Fifty years later he can laugh—a deep, generous laugh that says, can you believe it?—but at the time the question unnerved him. “You don’t ask people that,” he says, grinning. As he sat in silence, the young woman pressed on, thrilled by the potential drama of the 6.2-mile race. Would it be Australian Ron Clarke, the world record holder, she wondered breathlessly, or Russian Pyotr Bolotnikov, the defending champion?
“Now she’s giving me a choice,” he says, “a choice that doesn’t include me!”
So he smiled his easy smile and said, very quietly, “I’m going to win.”
“And who are you?”
Running on cinders beneath the National Stadium lights later that rain-darkened afternoon of Oct. 14, 1964, the young Marine came from third place to blow past Clarke and Mohamed Gammoudi of Tunisia in the final 30 meters; Dick Bank, color commentator on the CBS race telecast, cut off play-by-play man Bud Palmer, who seemed oblivious to the unfolding spectacle, and screamed “Look at Mills!
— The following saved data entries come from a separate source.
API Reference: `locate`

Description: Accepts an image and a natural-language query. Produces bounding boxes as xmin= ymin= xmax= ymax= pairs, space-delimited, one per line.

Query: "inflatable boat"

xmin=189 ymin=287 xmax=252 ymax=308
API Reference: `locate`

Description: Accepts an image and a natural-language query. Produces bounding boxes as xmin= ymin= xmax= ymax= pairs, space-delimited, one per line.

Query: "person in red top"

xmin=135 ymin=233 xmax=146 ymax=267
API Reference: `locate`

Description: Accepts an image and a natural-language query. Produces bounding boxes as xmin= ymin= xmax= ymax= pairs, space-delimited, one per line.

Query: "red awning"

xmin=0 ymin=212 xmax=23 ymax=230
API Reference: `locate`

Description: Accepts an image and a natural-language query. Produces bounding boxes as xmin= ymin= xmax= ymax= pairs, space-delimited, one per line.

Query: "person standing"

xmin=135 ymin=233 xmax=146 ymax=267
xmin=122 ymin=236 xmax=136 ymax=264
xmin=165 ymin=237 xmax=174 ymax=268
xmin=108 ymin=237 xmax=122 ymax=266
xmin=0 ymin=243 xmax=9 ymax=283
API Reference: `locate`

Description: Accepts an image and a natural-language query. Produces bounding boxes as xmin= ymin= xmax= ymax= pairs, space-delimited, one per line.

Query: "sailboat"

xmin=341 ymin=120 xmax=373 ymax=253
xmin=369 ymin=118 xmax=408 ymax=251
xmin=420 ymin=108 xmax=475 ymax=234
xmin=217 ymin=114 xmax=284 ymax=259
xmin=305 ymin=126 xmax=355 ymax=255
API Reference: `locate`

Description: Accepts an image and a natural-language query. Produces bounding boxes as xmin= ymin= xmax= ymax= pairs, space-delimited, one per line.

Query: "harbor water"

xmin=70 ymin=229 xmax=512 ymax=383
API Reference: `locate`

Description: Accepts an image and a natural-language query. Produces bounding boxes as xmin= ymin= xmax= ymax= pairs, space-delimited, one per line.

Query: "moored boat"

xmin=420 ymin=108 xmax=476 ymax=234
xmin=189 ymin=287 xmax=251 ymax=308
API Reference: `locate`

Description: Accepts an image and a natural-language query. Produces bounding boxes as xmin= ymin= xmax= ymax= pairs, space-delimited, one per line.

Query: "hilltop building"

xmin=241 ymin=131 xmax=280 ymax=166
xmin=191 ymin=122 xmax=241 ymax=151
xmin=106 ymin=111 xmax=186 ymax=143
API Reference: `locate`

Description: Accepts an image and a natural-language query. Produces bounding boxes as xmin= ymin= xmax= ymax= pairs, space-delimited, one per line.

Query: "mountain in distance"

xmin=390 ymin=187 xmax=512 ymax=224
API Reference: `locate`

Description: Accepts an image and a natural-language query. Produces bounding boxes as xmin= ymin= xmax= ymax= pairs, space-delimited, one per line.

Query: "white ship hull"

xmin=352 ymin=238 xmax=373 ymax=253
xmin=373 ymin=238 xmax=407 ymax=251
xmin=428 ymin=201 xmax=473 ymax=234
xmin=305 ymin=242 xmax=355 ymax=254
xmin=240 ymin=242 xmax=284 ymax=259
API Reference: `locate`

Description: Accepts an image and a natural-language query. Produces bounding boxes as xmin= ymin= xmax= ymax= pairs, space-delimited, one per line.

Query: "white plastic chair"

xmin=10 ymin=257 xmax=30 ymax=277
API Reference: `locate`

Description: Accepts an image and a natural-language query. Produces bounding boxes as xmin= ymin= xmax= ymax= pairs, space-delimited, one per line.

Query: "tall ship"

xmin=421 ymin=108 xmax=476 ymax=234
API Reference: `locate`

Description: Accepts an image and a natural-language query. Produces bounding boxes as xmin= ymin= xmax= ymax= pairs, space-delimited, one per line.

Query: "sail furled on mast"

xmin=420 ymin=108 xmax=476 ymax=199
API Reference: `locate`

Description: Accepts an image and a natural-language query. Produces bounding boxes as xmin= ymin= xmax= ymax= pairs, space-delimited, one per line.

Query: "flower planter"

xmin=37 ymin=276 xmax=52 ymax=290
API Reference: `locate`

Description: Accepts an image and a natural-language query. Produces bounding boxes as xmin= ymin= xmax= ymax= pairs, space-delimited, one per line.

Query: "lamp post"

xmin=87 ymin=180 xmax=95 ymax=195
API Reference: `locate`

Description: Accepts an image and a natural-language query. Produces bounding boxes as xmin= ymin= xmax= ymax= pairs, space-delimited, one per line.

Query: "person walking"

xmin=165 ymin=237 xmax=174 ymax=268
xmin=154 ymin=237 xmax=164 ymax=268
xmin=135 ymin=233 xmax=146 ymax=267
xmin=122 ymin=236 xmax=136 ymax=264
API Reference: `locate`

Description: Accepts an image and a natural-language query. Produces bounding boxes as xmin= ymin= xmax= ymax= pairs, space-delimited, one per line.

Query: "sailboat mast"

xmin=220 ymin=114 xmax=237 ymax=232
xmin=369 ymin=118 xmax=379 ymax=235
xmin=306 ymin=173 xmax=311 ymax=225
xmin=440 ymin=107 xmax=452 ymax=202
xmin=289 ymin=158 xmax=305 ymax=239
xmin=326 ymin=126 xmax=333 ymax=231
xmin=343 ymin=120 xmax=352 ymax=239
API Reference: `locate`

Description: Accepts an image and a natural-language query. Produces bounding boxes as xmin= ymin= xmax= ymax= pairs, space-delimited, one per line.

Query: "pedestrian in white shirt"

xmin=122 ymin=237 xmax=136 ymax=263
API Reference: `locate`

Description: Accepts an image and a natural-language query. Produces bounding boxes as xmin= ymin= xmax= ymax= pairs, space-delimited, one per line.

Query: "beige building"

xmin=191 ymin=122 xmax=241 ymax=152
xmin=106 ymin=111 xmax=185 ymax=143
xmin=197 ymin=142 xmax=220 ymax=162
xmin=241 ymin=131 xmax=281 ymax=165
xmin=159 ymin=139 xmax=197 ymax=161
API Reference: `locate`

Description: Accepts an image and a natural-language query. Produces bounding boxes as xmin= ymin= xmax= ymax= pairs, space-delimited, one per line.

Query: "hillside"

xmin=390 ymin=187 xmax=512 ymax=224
Look at Mills!” The runner felt the tape break across his chest and thrust both hands high before dropping them to cover his face, stunned that he’d just pulled off what many still consider one of the greatest Olympic upsets ever. When a race official grabbed him and asked, “Who are you?” Mills felt a moment of panic, fearing he’d miscounted. “Do I still have a lap to go?” he asked.
“No, no,” came the response. “Finished. Olympic champion.”